Pervane kelimesi, bazı kelimelerle birlikte kullanıldığında; kendinden geçen, kararsız ve perîşan bir gönüle sahip, çekinmeden feda eden "âşık" manasına gelmektedir. Bu manada kullanılan kelimeler ise "pervane-hû, pervane-dil, pervane-sıfat, pervane-meşreb" şeklindedir.

"Pervane" olarak isimlendirilen böcek bütün dünyada olan böceklerin büyük bir grubunda bulunan canlıların her birinin adıdır. Dilimizde "güve" olarak adlandırılmaktadır. Güvelerle birlikte pûlekbalan olarak adlandırılan bir grubu oluştururlar. Bu sınıftaki bir grubun pullarla kaplı geniş kanatları vardır. Onun kanadının üzerine dokunulduğu takdirde bu pulların bir kısmı toz halinde parmağa yapışır. Pulların kırmızı, sarı, siyah ve beyaz renkleri vardır.

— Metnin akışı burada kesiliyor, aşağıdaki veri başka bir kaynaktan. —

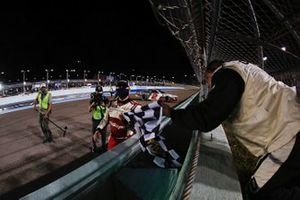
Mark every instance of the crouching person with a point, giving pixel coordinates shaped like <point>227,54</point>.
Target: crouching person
<point>98,109</point>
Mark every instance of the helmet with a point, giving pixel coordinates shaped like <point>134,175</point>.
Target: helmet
<point>122,89</point>
<point>98,88</point>
<point>43,85</point>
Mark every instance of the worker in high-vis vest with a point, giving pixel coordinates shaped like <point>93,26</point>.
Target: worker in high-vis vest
<point>44,101</point>
<point>98,109</point>
<point>262,113</point>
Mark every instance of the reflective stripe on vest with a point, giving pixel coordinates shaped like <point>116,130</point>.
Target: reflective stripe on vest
<point>98,112</point>
<point>43,103</point>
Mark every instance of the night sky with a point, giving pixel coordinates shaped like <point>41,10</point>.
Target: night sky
<point>108,36</point>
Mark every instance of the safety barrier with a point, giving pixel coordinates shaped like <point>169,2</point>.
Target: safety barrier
<point>79,182</point>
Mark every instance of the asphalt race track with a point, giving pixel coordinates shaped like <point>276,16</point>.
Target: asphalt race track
<point>27,164</point>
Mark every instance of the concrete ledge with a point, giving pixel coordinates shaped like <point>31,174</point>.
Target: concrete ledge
<point>216,176</point>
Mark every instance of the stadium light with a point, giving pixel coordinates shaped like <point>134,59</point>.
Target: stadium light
<point>24,78</point>
<point>47,75</point>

Işık kırılması sonucunda özellikle sıcak bölgelerdeki türlerde gökkuşağının mvai, yeşil ve metalik renkleri göze çarpar. Kelebekler birkaç yönden güvelerden yani pervanelerden farklılıklar gösterir. Kelebekler gündüz uçarlar fakat pervaneler yani güveler daha çok geceleri uçarlar. Dinlenme durumunda kelebeklerin çoğunluğu kanatlarını sabit tutarlar fakat pervaneler onları hareket ettirirler. Kelebeğin bedeni genellikle pervanenin bedeninden daha ince ve naziktir.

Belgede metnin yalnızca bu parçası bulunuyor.